BP CEO Bernard Looney Resigns Amid Controversy on Relationships with Colleagues

BP station

BP, one of the world’s largest energy companies, announced that CEO Bernard Looney has resigned from his position with immediate effect.

This surprising move comes as a result of Bernard Looney’s failure to fully disclose details of past personal relationships with colleagues.

Chief Financial Officer Murray Auchincloss, 52, will serve as interim CEO during the transition period, BP confirmed.

Bernard Looney, 53, took over as CEO in February 2020 with a pledge to transform the 114-year-old company. He unveiled ambitious plans for BP to achieve net-zero emissions by 2050 and to invest significantly in renewable and low-carbon energy sources, Reuters news report said.

The sudden resignation of Bernard Looney follows recent allegations of personal relationships with colleagues within the company, prompting BP to initiate an investigation into the matter. This investigation followed similar allegations that the board had probed in May 2022.

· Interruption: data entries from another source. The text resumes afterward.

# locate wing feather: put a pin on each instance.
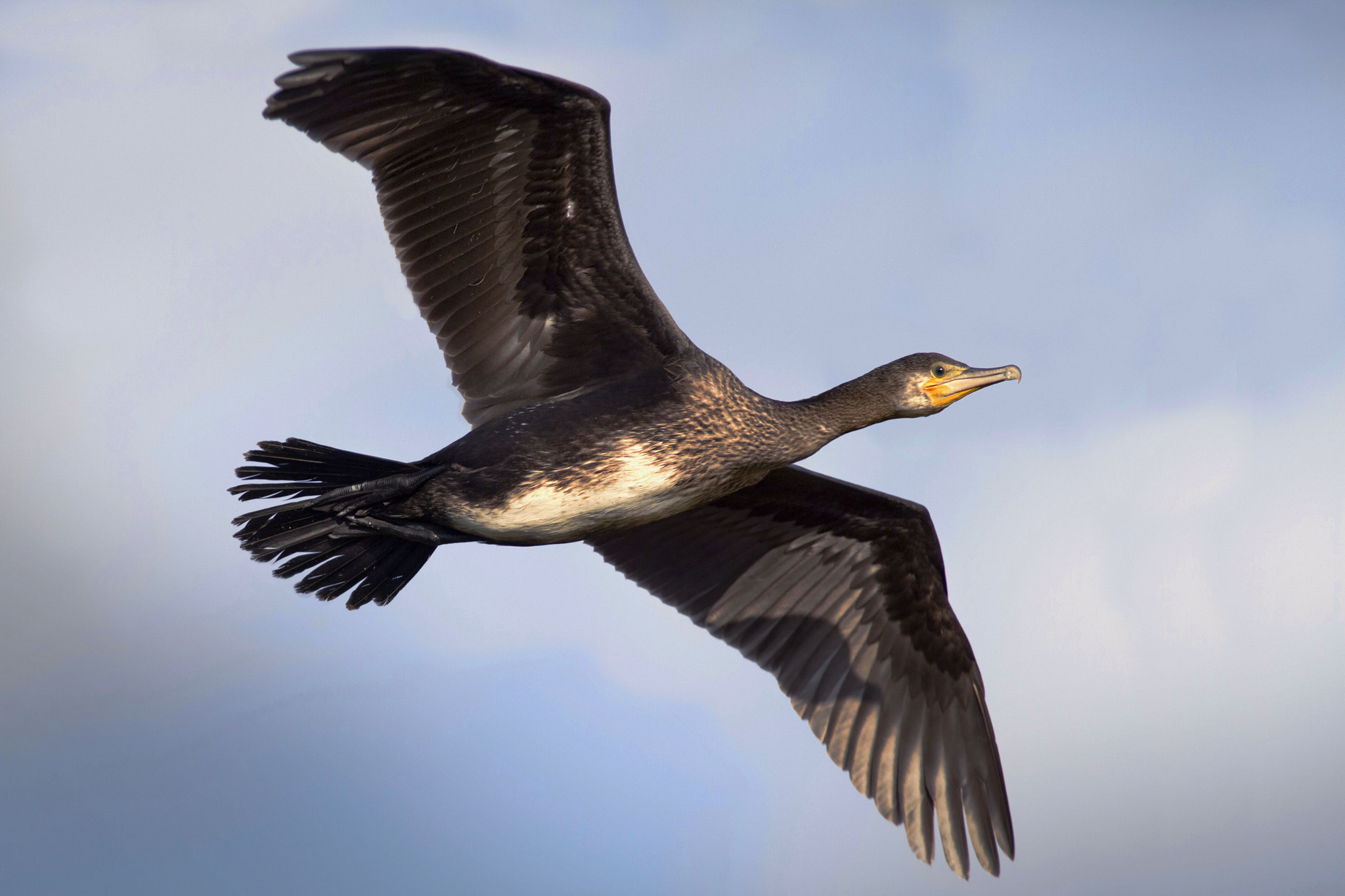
(839, 593)
(495, 186)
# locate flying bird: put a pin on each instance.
(596, 419)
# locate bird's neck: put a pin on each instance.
(845, 409)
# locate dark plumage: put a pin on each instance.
(595, 418)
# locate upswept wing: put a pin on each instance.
(496, 190)
(839, 593)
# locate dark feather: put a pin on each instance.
(839, 593)
(496, 190)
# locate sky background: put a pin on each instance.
(1141, 205)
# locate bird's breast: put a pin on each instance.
(627, 485)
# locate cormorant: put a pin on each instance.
(595, 418)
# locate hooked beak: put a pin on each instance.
(948, 390)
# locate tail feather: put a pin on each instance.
(337, 555)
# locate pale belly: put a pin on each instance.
(630, 489)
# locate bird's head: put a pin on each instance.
(927, 383)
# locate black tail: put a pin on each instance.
(345, 555)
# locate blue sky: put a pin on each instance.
(1141, 205)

During that review, Bernard Looney disclosed “a small number of historical relationships with colleagues prior to becoming CEO.” At that time, no breaches of the company’s code of conduct were identified, and the board received assurances from Bernard Looney regarding disclosure of past personal relationships and his future conduct.

However, on Tuesday, Bernard Looney informed BP’s board that he had not fully disclosed the details of all relationships, leading to his resignation.

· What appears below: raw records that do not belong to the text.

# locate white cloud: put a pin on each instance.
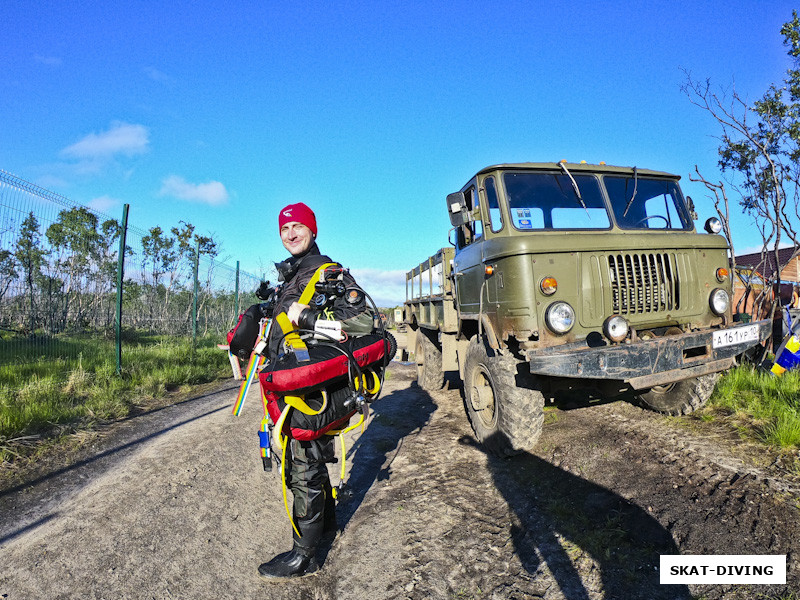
(212, 193)
(387, 288)
(120, 138)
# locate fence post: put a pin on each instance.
(123, 234)
(236, 295)
(196, 287)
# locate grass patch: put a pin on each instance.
(760, 405)
(44, 399)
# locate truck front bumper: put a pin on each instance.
(647, 363)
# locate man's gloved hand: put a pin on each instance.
(294, 312)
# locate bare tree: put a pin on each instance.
(759, 155)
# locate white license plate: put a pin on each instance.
(731, 337)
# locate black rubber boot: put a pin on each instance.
(297, 563)
(329, 525)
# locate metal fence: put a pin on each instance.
(60, 278)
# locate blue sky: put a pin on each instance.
(369, 112)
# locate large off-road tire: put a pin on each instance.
(681, 397)
(428, 357)
(505, 417)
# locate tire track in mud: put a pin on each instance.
(585, 516)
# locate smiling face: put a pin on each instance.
(296, 238)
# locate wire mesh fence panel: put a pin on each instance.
(58, 279)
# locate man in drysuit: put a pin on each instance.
(307, 472)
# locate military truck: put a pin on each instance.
(565, 276)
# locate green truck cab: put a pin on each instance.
(567, 275)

Murray Auchincloss, a Canadian national, took on the role of CFO in July 2020 and has been instrumental in guiding BP through a period of significant challenges, including the COVID-19 pandemic, the company’s exit from Russia in the wake of the Ukraine invasion, energy price volatility, and a global cost of living crisis. Auchincloss began his career as a financial analyst at Amoco before BP acquired the company in 1998 and has held various roles within BP since then.

Earlier this year, BP adjusted its plans to reduce hydrocarbon production by 2030 from 40 percent to 25 percent below 2019 levels, which still represents one of the most substantial reductions in oil and gas output among major oil companies this decade. The company has faced challenges in convincing investors of its ability to generate competitive returns from its non-hydrocarbon businesses.

Despite reporting record profits of $28 billion for 2022, BP’s second-quarter profit declined by 70 percent year-on-year to $2.6 billion. Nevertheless, the company was able to increase its dividend by 10 percent.

The direction of BP’s strategy remains uncertain following Looney’s departure. Morningstar analysts noted, “Depending on the new CEO, BP could theoretically roll back its transition plans further. But if the board likes the current direction, regardless of the lagging stock price, they will likely bring in someone who keeps BP on the same path.”

Bernard Looney succeeded Bob Dudley as CEO in 2020. Dudley had previously led BP through the challenges arising from the Deepwater Horizon oil spill in 2010. BP stated that “no decisions have yet been made in respect of any remuneration payments to be made” to Looney.

The resignation of Bernard Looney adds another layer of complexity to BP’s ongoing transformation efforts and its commitment to sustainability in the face of an evolving energy landscape.